Stellar masses and star formation rates.

All of the objects are consistent with having stellar masses lower than dynamical masses within the 1σ uncertainties. By ascribing the difference between dynamical and stellar mass to the gas mass, the loci of constant gas fraction are given by the dashed lines. Here we are assuming negligible contribution of Dark Matter, justified by the fact that the spatial region sampled in our dynamical study is only 2–3 characteristic radii of the exponential disk, where the contribution of dark matter is still small. In any case, if this assumption is not appropriate, we can call this quantity a “gas and dark matter” fraction. Three objects require at high confidence a gas fraction of 90% or higher. One object (SSA22a-C16) has little room for any gas mass. Most of the other galaxies have the gas fraction poorly constrained or totally unconstrained, except for SSA22a-M38 (with a gas fraction constrained within 30% and 80%) and CDFS-14411 (with a gas fraction constrained to  <40%). However, due to the high uncertainties, it is not possible to draw firm conclusions on the observed wide range of gas fractions, and more data are needed to set tighter constraints on this property.

It is interesting to compare the amount of gas inferred from the comparison between dynamical and stellar mass with the amount of gas that can be inferred from the Schmidt-Kennicut law. More specifically, if we assume the validity of the Schmidt-Kennicut law (hereafter SK) for our z ~ 3 galaxies, we can calculate the gas surface density from the star formation rate surface density, and therefore derive the gas mass. In particular we use the relation presented in Mannucci et al. (2009) (Eqs. (1) and (2)) that adopt for the slope of the SK relation the value 1.4 given by Kennicutt (1998). To infer the SFR surface density we use the characteristic radius of the mass distribution re estimated in our dynamical modeling as the radius of the galaxy. Then, under the assumption of a negligible contribution in mass of the dark matter, and by adding the stellar mass to the gas mass we obtain the baryonic mass of the galaxy (Mbar). In this way we obtain for our objects an estimate of the mass by using only the results of the SED fitting.

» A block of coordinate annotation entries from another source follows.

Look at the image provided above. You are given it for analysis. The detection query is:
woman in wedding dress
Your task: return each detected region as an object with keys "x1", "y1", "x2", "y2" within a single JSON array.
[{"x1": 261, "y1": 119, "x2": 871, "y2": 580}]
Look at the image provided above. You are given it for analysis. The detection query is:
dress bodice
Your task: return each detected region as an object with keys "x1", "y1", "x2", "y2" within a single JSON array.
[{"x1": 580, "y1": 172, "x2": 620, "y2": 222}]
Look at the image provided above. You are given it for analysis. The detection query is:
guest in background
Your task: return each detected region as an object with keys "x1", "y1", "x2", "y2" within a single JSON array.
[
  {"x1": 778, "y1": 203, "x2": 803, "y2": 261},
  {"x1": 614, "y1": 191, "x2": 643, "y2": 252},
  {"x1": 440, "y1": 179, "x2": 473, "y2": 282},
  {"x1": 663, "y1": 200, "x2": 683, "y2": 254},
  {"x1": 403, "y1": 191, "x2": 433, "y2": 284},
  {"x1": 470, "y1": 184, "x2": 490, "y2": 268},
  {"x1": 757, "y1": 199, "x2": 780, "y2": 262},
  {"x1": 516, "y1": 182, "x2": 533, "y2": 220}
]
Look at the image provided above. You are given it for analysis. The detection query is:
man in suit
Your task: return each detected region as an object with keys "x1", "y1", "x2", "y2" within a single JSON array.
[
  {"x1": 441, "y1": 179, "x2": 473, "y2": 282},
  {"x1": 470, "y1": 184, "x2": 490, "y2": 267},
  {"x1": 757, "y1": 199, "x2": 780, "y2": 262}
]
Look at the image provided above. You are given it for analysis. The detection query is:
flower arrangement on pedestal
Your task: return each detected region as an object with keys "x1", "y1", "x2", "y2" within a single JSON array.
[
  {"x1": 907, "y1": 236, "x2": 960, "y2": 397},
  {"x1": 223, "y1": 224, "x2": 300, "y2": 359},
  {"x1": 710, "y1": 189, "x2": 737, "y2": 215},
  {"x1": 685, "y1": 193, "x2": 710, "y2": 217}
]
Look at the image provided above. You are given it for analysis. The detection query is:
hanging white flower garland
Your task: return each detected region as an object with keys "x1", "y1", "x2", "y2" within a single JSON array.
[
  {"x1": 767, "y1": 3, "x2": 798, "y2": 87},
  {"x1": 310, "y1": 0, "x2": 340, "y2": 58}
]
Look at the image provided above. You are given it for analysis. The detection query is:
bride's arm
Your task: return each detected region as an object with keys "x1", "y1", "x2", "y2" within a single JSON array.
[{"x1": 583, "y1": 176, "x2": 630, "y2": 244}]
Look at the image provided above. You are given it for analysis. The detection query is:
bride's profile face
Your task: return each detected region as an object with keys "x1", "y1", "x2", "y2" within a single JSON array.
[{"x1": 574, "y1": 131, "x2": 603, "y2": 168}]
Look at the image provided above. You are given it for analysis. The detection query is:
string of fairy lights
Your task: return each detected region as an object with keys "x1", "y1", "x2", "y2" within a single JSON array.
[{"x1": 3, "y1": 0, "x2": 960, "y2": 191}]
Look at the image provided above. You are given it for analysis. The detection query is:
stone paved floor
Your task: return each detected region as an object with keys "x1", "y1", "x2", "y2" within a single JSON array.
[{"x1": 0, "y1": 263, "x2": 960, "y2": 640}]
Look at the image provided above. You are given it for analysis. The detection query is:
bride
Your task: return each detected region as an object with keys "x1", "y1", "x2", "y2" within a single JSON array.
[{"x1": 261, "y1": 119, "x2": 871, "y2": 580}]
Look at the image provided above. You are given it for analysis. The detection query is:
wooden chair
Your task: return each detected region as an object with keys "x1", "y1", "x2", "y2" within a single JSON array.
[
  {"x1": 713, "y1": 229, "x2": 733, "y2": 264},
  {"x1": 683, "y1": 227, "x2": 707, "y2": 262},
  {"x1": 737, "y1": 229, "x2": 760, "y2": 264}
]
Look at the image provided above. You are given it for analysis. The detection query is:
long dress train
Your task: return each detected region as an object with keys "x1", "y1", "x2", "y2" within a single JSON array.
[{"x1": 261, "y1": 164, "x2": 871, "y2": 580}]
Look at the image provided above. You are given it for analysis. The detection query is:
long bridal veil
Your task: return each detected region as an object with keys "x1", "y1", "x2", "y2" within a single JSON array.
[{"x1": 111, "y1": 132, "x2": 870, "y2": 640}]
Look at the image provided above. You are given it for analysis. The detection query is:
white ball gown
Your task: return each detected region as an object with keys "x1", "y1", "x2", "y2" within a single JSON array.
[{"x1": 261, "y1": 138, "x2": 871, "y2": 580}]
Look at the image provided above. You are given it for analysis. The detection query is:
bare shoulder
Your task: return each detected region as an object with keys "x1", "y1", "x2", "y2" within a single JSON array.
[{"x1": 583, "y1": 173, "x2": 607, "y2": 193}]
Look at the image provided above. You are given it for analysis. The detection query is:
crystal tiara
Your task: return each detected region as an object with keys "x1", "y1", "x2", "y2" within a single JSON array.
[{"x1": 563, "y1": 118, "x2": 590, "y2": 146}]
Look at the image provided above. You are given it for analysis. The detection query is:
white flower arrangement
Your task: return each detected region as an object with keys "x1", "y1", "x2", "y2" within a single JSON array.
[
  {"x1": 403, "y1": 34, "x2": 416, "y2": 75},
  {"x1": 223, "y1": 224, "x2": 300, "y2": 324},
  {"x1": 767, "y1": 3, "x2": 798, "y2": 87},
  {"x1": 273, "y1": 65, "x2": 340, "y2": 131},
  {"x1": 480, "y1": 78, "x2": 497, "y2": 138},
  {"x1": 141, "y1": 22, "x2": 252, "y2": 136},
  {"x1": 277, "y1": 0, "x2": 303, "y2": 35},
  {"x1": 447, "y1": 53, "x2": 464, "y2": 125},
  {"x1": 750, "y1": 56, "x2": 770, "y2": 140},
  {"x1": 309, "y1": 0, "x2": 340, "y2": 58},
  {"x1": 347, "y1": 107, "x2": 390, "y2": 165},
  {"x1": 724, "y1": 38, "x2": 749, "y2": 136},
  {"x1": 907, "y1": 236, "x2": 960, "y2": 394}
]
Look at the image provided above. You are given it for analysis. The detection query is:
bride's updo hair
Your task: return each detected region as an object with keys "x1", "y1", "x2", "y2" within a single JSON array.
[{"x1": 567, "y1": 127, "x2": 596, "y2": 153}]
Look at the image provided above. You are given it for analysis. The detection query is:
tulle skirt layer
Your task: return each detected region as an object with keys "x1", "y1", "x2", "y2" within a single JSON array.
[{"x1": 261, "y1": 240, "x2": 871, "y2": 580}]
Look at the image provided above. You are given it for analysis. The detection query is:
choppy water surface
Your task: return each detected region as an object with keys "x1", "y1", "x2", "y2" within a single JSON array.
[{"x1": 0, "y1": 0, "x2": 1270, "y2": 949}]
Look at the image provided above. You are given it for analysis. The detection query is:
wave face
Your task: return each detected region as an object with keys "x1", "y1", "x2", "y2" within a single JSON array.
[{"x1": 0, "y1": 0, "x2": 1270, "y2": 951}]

In Fig. 22 we show the comparison of the Mdyn estimated from the gas dynamics modeling presented in this paper and the Mbar estimated from the SK law, combined with the stellar mass. The two estimates of the mass, considering the error bars, are generally quite consistent. The mean difference (in module) (i.e. the mean scatter of the points around the Mdyn = Mbar condition) is of  ~0.5 dex and there is no particular bias of one of the two values on respect of the other. The mean residual of the points on respect of the Mdyn = Mbar condition (i.e. the difference in module divided by the errors) is  ~1.2. We can conclude that the results of the SED fitting give a reliable estimate of the dynamical mass. This also implies that the two assumptions of the validity of the SK law and of a negligible contribution in mass of the dark matter appear to be valid.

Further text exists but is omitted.